Lalu kepada diriku sendiri, aku berkata, ”Aku telah menyesatkan orang-orang, dan dengan tujuh gelas warna telah kudustai mata mereka.”
Setelah setahun aku menaiki kapal fikiranku dan kulayari di laut untuk kedua kalinya.
Aku berlayar menuju pulau-pulau timur, dan mengisi kapalku dengan dupa dan kemenyan, pohon gaharu dan kayu cendana.
Aku berlayar menuju pulau-pulau barat, dan membawa biji emas dan gading, batu merah delima dan zamrud, dan sulaman serta pakaian warna merah lembayung.
Dari pulau-pulau selatan aku kembali dengan rantai dan pedang tajam, tombak-tombak panjang, serta beraneka jenis senjata.

Aku mengisi kapal fikiranku dengan harta benda dan barang-barang lhasil bumi dan kembali ke pelabuhan kotaku, sambil berkata, “Orang-orangku pasti akan memujiku, memang sudah pastinya.
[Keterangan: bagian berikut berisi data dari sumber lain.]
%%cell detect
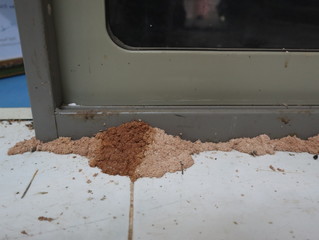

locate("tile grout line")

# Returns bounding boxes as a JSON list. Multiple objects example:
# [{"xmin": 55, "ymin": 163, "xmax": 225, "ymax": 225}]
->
[{"xmin": 128, "ymin": 181, "xmax": 134, "ymax": 240}]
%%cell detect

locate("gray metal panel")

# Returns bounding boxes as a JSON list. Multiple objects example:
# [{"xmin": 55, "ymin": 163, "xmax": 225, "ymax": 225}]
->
[
  {"xmin": 15, "ymin": 0, "xmax": 62, "ymax": 140},
  {"xmin": 53, "ymin": 0, "xmax": 319, "ymax": 106},
  {"xmin": 56, "ymin": 106, "xmax": 319, "ymax": 141}
]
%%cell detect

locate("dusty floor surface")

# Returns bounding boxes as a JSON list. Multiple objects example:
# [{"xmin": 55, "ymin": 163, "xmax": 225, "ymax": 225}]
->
[{"xmin": 8, "ymin": 121, "xmax": 319, "ymax": 181}]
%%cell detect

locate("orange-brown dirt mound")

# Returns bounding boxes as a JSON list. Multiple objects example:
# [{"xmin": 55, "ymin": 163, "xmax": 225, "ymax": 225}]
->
[{"xmin": 8, "ymin": 121, "xmax": 319, "ymax": 181}]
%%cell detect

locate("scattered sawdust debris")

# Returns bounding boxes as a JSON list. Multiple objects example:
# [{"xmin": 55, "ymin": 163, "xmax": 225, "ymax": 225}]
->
[
  {"xmin": 38, "ymin": 216, "xmax": 55, "ymax": 222},
  {"xmin": 8, "ymin": 121, "xmax": 319, "ymax": 181}
]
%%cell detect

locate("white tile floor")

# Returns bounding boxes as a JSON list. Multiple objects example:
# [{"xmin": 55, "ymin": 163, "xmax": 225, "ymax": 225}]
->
[{"xmin": 0, "ymin": 122, "xmax": 319, "ymax": 240}]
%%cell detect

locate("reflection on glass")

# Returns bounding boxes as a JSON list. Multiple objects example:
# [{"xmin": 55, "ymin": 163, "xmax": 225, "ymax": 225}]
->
[{"xmin": 106, "ymin": 0, "xmax": 319, "ymax": 49}]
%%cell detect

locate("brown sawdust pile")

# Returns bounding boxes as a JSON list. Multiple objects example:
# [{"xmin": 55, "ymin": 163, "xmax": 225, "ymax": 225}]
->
[{"xmin": 8, "ymin": 121, "xmax": 319, "ymax": 181}]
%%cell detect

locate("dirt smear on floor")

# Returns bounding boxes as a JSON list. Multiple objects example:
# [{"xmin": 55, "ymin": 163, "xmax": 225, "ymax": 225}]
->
[{"xmin": 8, "ymin": 121, "xmax": 319, "ymax": 181}]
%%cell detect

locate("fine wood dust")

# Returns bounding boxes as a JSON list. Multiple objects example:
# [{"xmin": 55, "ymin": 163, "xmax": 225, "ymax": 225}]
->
[{"xmin": 8, "ymin": 121, "xmax": 319, "ymax": 181}]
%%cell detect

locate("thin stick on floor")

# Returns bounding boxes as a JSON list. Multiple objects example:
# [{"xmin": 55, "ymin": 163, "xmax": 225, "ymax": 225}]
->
[
  {"xmin": 21, "ymin": 169, "xmax": 39, "ymax": 199},
  {"xmin": 128, "ymin": 181, "xmax": 134, "ymax": 240}
]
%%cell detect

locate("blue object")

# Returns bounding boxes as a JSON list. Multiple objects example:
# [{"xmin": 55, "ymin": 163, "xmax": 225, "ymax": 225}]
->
[{"xmin": 0, "ymin": 75, "xmax": 30, "ymax": 108}]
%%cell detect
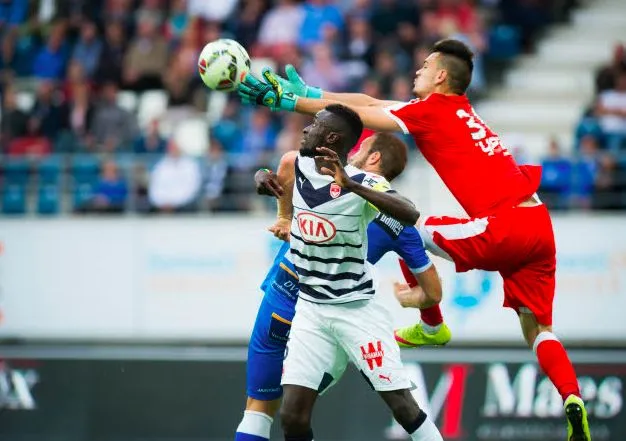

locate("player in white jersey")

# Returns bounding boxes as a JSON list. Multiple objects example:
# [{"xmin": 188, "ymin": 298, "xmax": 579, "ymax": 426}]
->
[{"xmin": 281, "ymin": 105, "xmax": 442, "ymax": 441}]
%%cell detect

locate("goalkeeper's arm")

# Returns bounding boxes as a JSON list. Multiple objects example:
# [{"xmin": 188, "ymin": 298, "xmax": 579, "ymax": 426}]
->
[{"xmin": 322, "ymin": 90, "xmax": 398, "ymax": 107}]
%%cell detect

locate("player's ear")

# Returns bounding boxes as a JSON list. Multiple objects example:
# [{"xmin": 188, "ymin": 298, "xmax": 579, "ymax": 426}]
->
[
  {"xmin": 435, "ymin": 69, "xmax": 448, "ymax": 85},
  {"xmin": 326, "ymin": 132, "xmax": 340, "ymax": 145},
  {"xmin": 367, "ymin": 152, "xmax": 382, "ymax": 164}
]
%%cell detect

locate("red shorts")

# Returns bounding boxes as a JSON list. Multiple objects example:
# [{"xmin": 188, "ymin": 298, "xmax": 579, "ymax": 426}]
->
[{"xmin": 420, "ymin": 205, "xmax": 556, "ymax": 325}]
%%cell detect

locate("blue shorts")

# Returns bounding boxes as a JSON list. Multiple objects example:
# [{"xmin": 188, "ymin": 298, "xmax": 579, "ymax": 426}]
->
[{"xmin": 247, "ymin": 290, "xmax": 295, "ymax": 401}]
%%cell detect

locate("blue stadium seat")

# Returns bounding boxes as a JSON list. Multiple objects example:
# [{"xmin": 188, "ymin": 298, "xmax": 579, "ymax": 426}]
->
[
  {"xmin": 70, "ymin": 155, "xmax": 100, "ymax": 183},
  {"xmin": 37, "ymin": 156, "xmax": 62, "ymax": 215},
  {"xmin": 37, "ymin": 183, "xmax": 61, "ymax": 215},
  {"xmin": 70, "ymin": 155, "xmax": 100, "ymax": 210},
  {"xmin": 37, "ymin": 156, "xmax": 62, "ymax": 184},
  {"xmin": 2, "ymin": 158, "xmax": 30, "ymax": 185},
  {"xmin": 2, "ymin": 183, "xmax": 26, "ymax": 214}
]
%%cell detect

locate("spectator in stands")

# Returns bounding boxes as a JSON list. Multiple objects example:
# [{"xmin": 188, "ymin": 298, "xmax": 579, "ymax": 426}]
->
[
  {"xmin": 203, "ymin": 138, "xmax": 228, "ymax": 210},
  {"xmin": 370, "ymin": 0, "xmax": 420, "ymax": 38},
  {"xmin": 344, "ymin": 17, "xmax": 374, "ymax": 81},
  {"xmin": 571, "ymin": 136, "xmax": 599, "ymax": 209},
  {"xmin": 93, "ymin": 82, "xmax": 138, "ymax": 149},
  {"xmin": 33, "ymin": 23, "xmax": 68, "ymax": 80},
  {"xmin": 233, "ymin": 0, "xmax": 268, "ymax": 52},
  {"xmin": 370, "ymin": 50, "xmax": 399, "ymax": 97},
  {"xmin": 61, "ymin": 84, "xmax": 94, "ymax": 145},
  {"xmin": 135, "ymin": 0, "xmax": 165, "ymax": 27},
  {"xmin": 539, "ymin": 139, "xmax": 572, "ymax": 209},
  {"xmin": 187, "ymin": 0, "xmax": 237, "ymax": 22},
  {"xmin": 593, "ymin": 153, "xmax": 626, "ymax": 210},
  {"xmin": 88, "ymin": 160, "xmax": 128, "ymax": 213},
  {"xmin": 420, "ymin": 10, "xmax": 442, "ymax": 48},
  {"xmin": 61, "ymin": 60, "xmax": 93, "ymax": 101},
  {"xmin": 148, "ymin": 140, "xmax": 202, "ymax": 212},
  {"xmin": 596, "ymin": 43, "xmax": 626, "ymax": 93},
  {"xmin": 258, "ymin": 0, "xmax": 304, "ymax": 53},
  {"xmin": 298, "ymin": 0, "xmax": 344, "ymax": 48},
  {"xmin": 302, "ymin": 44, "xmax": 346, "ymax": 91},
  {"xmin": 103, "ymin": 0, "xmax": 134, "ymax": 33},
  {"xmin": 596, "ymin": 70, "xmax": 626, "ymax": 154},
  {"xmin": 123, "ymin": 12, "xmax": 166, "ymax": 91},
  {"xmin": 0, "ymin": 87, "xmax": 28, "ymax": 152},
  {"xmin": 72, "ymin": 21, "xmax": 102, "ymax": 78},
  {"xmin": 29, "ymin": 80, "xmax": 63, "ymax": 139},
  {"xmin": 165, "ymin": 0, "xmax": 190, "ymax": 44},
  {"xmin": 133, "ymin": 119, "xmax": 167, "ymax": 154},
  {"xmin": 96, "ymin": 21, "xmax": 126, "ymax": 84}
]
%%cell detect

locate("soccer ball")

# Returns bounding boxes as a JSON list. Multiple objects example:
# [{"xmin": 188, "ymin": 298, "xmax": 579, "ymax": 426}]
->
[{"xmin": 198, "ymin": 38, "xmax": 250, "ymax": 92}]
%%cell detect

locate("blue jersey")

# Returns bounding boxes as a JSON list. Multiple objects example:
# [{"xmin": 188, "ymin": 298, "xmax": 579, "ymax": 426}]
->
[{"xmin": 247, "ymin": 213, "xmax": 432, "ymax": 400}]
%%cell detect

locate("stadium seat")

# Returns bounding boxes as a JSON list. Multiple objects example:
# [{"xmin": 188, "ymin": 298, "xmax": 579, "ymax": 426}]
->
[
  {"xmin": 137, "ymin": 90, "xmax": 167, "ymax": 128},
  {"xmin": 117, "ymin": 90, "xmax": 137, "ymax": 113},
  {"xmin": 70, "ymin": 155, "xmax": 100, "ymax": 209},
  {"xmin": 37, "ymin": 156, "xmax": 62, "ymax": 214},
  {"xmin": 2, "ymin": 158, "xmax": 30, "ymax": 185},
  {"xmin": 174, "ymin": 118, "xmax": 209, "ymax": 156},
  {"xmin": 37, "ymin": 182, "xmax": 61, "ymax": 215},
  {"xmin": 16, "ymin": 92, "xmax": 35, "ymax": 113},
  {"xmin": 2, "ymin": 183, "xmax": 26, "ymax": 214}
]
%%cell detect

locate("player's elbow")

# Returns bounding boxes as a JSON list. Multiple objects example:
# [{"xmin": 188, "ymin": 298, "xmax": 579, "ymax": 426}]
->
[{"xmin": 397, "ymin": 206, "xmax": 420, "ymax": 226}]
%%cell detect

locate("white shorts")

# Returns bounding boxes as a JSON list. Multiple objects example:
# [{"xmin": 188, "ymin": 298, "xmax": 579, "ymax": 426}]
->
[{"xmin": 281, "ymin": 296, "xmax": 411, "ymax": 392}]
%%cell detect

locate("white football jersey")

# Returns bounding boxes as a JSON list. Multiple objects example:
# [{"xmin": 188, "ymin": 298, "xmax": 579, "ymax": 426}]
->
[{"xmin": 291, "ymin": 156, "xmax": 390, "ymax": 303}]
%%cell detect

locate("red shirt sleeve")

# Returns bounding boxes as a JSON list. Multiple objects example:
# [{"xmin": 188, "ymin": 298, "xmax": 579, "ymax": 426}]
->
[{"xmin": 383, "ymin": 98, "xmax": 432, "ymax": 135}]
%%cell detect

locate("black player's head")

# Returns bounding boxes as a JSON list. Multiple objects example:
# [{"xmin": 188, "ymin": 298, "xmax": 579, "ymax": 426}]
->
[
  {"xmin": 350, "ymin": 133, "xmax": 408, "ymax": 181},
  {"xmin": 300, "ymin": 104, "xmax": 363, "ymax": 163},
  {"xmin": 413, "ymin": 39, "xmax": 474, "ymax": 98}
]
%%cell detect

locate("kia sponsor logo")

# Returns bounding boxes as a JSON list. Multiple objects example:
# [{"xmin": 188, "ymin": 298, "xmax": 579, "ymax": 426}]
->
[
  {"xmin": 297, "ymin": 211, "xmax": 337, "ymax": 243},
  {"xmin": 385, "ymin": 363, "xmax": 626, "ymax": 441}
]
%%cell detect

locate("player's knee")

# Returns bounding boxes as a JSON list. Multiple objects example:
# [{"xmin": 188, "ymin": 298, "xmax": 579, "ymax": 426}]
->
[
  {"xmin": 280, "ymin": 406, "xmax": 311, "ymax": 435},
  {"xmin": 385, "ymin": 390, "xmax": 420, "ymax": 427}
]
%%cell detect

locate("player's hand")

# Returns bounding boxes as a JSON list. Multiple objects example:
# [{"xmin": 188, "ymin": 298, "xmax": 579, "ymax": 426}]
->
[
  {"xmin": 254, "ymin": 169, "xmax": 285, "ymax": 198},
  {"xmin": 315, "ymin": 147, "xmax": 354, "ymax": 188},
  {"xmin": 393, "ymin": 282, "xmax": 421, "ymax": 308},
  {"xmin": 268, "ymin": 217, "xmax": 291, "ymax": 242},
  {"xmin": 274, "ymin": 64, "xmax": 322, "ymax": 98},
  {"xmin": 237, "ymin": 67, "xmax": 298, "ymax": 112}
]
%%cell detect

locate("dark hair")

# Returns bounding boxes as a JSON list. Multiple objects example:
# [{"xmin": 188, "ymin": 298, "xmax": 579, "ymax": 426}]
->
[
  {"xmin": 433, "ymin": 39, "xmax": 474, "ymax": 95},
  {"xmin": 324, "ymin": 104, "xmax": 363, "ymax": 155},
  {"xmin": 368, "ymin": 132, "xmax": 409, "ymax": 181}
]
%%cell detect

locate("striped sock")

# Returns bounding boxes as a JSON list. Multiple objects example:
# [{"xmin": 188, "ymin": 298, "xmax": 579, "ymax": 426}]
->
[{"xmin": 235, "ymin": 410, "xmax": 274, "ymax": 441}]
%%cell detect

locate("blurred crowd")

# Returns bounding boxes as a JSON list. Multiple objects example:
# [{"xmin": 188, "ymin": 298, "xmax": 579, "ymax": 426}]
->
[
  {"xmin": 0, "ymin": 0, "xmax": 575, "ymax": 213},
  {"xmin": 541, "ymin": 43, "xmax": 626, "ymax": 210}
]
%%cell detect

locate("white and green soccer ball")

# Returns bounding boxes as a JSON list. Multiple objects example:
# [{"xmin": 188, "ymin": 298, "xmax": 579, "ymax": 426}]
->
[{"xmin": 198, "ymin": 38, "xmax": 250, "ymax": 92}]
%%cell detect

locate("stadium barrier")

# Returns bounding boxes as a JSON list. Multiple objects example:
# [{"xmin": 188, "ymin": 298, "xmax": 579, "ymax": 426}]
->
[
  {"xmin": 0, "ymin": 214, "xmax": 626, "ymax": 346},
  {"xmin": 0, "ymin": 346, "xmax": 626, "ymax": 441}
]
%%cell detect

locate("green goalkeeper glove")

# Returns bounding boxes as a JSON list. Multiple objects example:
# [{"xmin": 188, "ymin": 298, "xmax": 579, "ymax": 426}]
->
[
  {"xmin": 237, "ymin": 67, "xmax": 298, "ymax": 112},
  {"xmin": 273, "ymin": 64, "xmax": 322, "ymax": 98}
]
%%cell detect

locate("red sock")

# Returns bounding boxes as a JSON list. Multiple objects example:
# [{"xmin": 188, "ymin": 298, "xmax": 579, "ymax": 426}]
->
[
  {"xmin": 398, "ymin": 259, "xmax": 443, "ymax": 326},
  {"xmin": 535, "ymin": 332, "xmax": 580, "ymax": 401}
]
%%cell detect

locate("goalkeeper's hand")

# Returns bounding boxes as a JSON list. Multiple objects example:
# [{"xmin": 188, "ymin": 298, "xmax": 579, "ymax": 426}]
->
[
  {"xmin": 237, "ymin": 67, "xmax": 298, "ymax": 112},
  {"xmin": 273, "ymin": 64, "xmax": 322, "ymax": 98}
]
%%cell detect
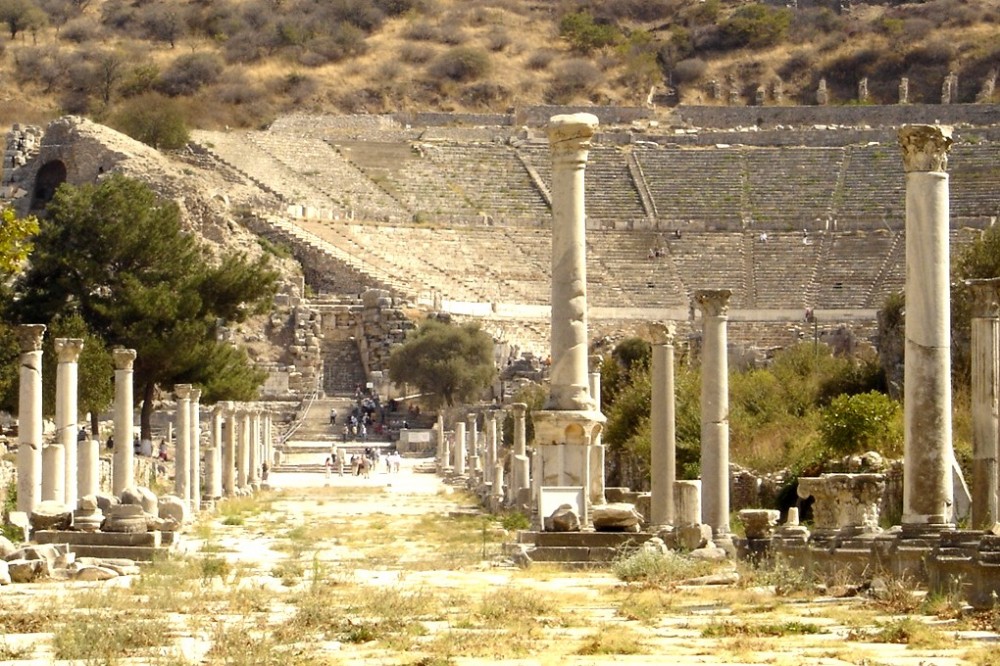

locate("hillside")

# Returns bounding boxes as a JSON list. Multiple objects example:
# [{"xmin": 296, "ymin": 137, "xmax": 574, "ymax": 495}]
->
[{"xmin": 0, "ymin": 0, "xmax": 1000, "ymax": 134}]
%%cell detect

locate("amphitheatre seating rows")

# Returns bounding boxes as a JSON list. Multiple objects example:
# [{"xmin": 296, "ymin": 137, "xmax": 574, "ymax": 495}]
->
[{"xmin": 744, "ymin": 148, "xmax": 844, "ymax": 228}]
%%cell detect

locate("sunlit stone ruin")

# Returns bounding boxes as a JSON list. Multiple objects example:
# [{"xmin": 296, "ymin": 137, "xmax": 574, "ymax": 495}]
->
[{"xmin": 0, "ymin": 104, "xmax": 1000, "ymax": 606}]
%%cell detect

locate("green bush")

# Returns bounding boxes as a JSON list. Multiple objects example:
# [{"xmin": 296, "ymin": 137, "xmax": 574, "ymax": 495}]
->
[
  {"xmin": 559, "ymin": 12, "xmax": 622, "ymax": 53},
  {"xmin": 820, "ymin": 391, "xmax": 900, "ymax": 455},
  {"xmin": 719, "ymin": 4, "xmax": 792, "ymax": 48}
]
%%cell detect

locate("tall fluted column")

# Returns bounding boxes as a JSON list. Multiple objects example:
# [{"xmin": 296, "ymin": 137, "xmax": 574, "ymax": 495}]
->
[
  {"xmin": 694, "ymin": 289, "xmax": 732, "ymax": 546},
  {"xmin": 55, "ymin": 338, "xmax": 83, "ymax": 509},
  {"xmin": 247, "ymin": 405, "xmax": 260, "ymax": 490},
  {"xmin": 966, "ymin": 278, "xmax": 1000, "ymax": 530},
  {"xmin": 531, "ymin": 113, "xmax": 606, "ymax": 512},
  {"xmin": 899, "ymin": 125, "xmax": 954, "ymax": 531},
  {"xmin": 236, "ymin": 404, "xmax": 250, "ymax": 490},
  {"xmin": 454, "ymin": 421, "xmax": 467, "ymax": 475},
  {"xmin": 222, "ymin": 401, "xmax": 239, "ymax": 497},
  {"xmin": 188, "ymin": 388, "xmax": 201, "ymax": 511},
  {"xmin": 17, "ymin": 324, "xmax": 45, "ymax": 513},
  {"xmin": 649, "ymin": 324, "xmax": 677, "ymax": 527},
  {"xmin": 205, "ymin": 403, "xmax": 224, "ymax": 500},
  {"xmin": 174, "ymin": 384, "xmax": 191, "ymax": 506},
  {"xmin": 545, "ymin": 113, "xmax": 597, "ymax": 412},
  {"xmin": 111, "ymin": 348, "xmax": 135, "ymax": 495}
]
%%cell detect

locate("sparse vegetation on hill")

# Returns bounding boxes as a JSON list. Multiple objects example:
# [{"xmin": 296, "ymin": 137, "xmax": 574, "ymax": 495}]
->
[{"xmin": 0, "ymin": 0, "xmax": 1000, "ymax": 132}]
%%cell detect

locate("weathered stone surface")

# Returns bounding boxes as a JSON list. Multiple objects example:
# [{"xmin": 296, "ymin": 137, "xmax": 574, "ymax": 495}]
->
[
  {"xmin": 0, "ymin": 535, "xmax": 17, "ymax": 560},
  {"xmin": 31, "ymin": 501, "xmax": 73, "ymax": 530},
  {"xmin": 545, "ymin": 504, "xmax": 580, "ymax": 532},
  {"xmin": 73, "ymin": 565, "xmax": 118, "ymax": 580},
  {"xmin": 591, "ymin": 502, "xmax": 642, "ymax": 531},
  {"xmin": 157, "ymin": 495, "xmax": 188, "ymax": 525}
]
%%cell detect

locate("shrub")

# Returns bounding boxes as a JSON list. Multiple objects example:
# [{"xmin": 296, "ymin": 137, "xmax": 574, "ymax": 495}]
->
[
  {"xmin": 673, "ymin": 58, "xmax": 708, "ymax": 83},
  {"xmin": 559, "ymin": 12, "xmax": 622, "ymax": 53},
  {"xmin": 820, "ymin": 391, "xmax": 900, "ymax": 455},
  {"xmin": 111, "ymin": 93, "xmax": 188, "ymax": 149},
  {"xmin": 156, "ymin": 53, "xmax": 224, "ymax": 97},
  {"xmin": 719, "ymin": 4, "xmax": 792, "ymax": 48},
  {"xmin": 430, "ymin": 46, "xmax": 490, "ymax": 83}
]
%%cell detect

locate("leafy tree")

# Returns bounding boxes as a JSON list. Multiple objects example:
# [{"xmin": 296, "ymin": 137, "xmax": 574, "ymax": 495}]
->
[
  {"xmin": 389, "ymin": 319, "xmax": 496, "ymax": 409},
  {"xmin": 820, "ymin": 391, "xmax": 902, "ymax": 455},
  {"xmin": 111, "ymin": 93, "xmax": 190, "ymax": 150},
  {"xmin": 12, "ymin": 174, "xmax": 277, "ymax": 438},
  {"xmin": 0, "ymin": 0, "xmax": 48, "ymax": 39},
  {"xmin": 559, "ymin": 11, "xmax": 622, "ymax": 53}
]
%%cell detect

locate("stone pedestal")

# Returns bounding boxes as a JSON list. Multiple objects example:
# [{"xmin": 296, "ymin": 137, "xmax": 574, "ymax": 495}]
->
[
  {"xmin": 54, "ymin": 338, "xmax": 83, "ymax": 509},
  {"xmin": 532, "ymin": 113, "xmax": 605, "ymax": 529},
  {"xmin": 694, "ymin": 289, "xmax": 732, "ymax": 546},
  {"xmin": 174, "ymin": 384, "xmax": 191, "ymax": 509},
  {"xmin": 899, "ymin": 125, "xmax": 953, "ymax": 529},
  {"xmin": 798, "ymin": 474, "xmax": 885, "ymax": 538},
  {"xmin": 16, "ymin": 324, "xmax": 45, "ymax": 514},
  {"xmin": 966, "ymin": 278, "xmax": 1000, "ymax": 530},
  {"xmin": 649, "ymin": 324, "xmax": 677, "ymax": 528},
  {"xmin": 188, "ymin": 388, "xmax": 201, "ymax": 511},
  {"xmin": 111, "ymin": 348, "xmax": 135, "ymax": 495}
]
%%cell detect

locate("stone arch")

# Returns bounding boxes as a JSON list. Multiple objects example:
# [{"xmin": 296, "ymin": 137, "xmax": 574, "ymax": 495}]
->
[{"xmin": 31, "ymin": 160, "xmax": 66, "ymax": 211}]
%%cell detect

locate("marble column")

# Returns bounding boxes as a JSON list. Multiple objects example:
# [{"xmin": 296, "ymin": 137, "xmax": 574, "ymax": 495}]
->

Mereka akan menggendongku ke dalam kota sambil menyanyi dan meniup trompet.”

Tapi ketika aku tiba di pelabuhan, tak seorangpun keluar menemuiku.
Ketika kumasuki jalan-jalan kota , tak seorang pun memerhatikan diriku.
Aku berdiri di alun-alun sambil mengutuk pada orang-orang bahwa aku membawa buah dan kekayaan bumi.
Mereka memandangku, mulutnya penuh tawa, cemuhan pada wajah mereka.
Lalu mereka berpaling dariku.

Aku kembali ke pelabuhan, kesal dan bingung.
Tak lama kemudian aku melihat kapalku.
Maka aku melihat perjuangan dan harapan dari perjalananku yang menghalangi perhatianku.

Aku menjerit.
Gelombang laut telah mencuri cat dari sisi-sisi kapalku, tak meninggalkan apa pun kecuali tulang belulang yang bertaburan.
Angin, badai dan terik matahari telah menghapus lukisan-lukisan dari layar, memudarkan ia seperti pakaian berwarna kelabu dan usang.
Kukumpulkan barang-barang hasil dan kekayaan bumi ke dalam sebuah perahu yang terapung di atas permukaan air.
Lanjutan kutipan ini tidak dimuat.